“Between the years of 1911 to 1915 John Maynard Keyes was the principal reviewer of German Books for Economic Journal (see footnote 12, here)” It was during this time frame that “Maynard”, as Rothbard often referred to him, reviewed Mises path breaking 1912 book Theory of Money and Credit to which his primary response was “it is critical rather than constructive, dialectical and not original”
Though it may sound quite odd that Keynes would utter such words about one of the most rigorous treatises on money to ever appear in print we would later read about how horrible Keynes’ German actually was.
In his book John Maynard Keynes: Critical Responses Robert McCann states “That he could not speak German with any fluency is well attested by those who heard him once open an English lecture to a German audience with a brief apology in German” and “He [Keynes] read German indeed, but not with any great facility, and he said on one occasion that he never comprehended through the medium of German an idea that was new to him”
Given the above accounts of Keynes we might say that he ranks at a level 2 on the ILR scale for language proficiency
- able to satisfy routine social demands and limited work requirements
- can handle with confidence most basic social situations including introductions and casual conversations about current events, work, family, and autobiographical information
- can handle limited work requirements, needing help in handling any complications or difficulties; can get the gist of most conversations on non-technical subjects (i.e. topics which require no specialized knowledge), and has a speaking vocabulary sufficient to respond simply with some circumlocutions
- has an accent which, though often quite faulty, is intelligible
- can usually handle elementary constructions quite accurately but does not have thorough or confident control of the grammar.
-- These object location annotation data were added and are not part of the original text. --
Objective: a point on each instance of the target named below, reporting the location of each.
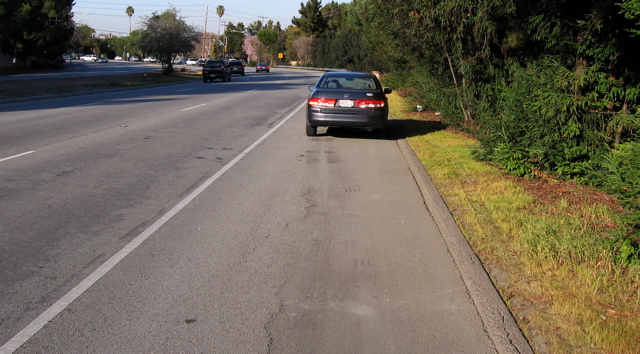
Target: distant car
(348, 99)
(237, 67)
(216, 69)
(262, 67)
(89, 57)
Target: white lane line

So why would an educated individual such as Keynes, who clearly lacked the command of the German language formally engage in offering critical responses for books in German? I will leave you with what McCann calls a “characteristic quotation” to display Keynes’ pretensions pursuit to truth.
“In writing a book of this kind the author must, if he is to put his point of view clearly, pretend sometimes to a little more conviction than he feels. He must give his own argument a chance, so to speak, nor be to ready to depress its vitality with a wet cloud of doubt”
Of all things you might consider this quote applied to, Keynes was actually speaking to his writings on probability.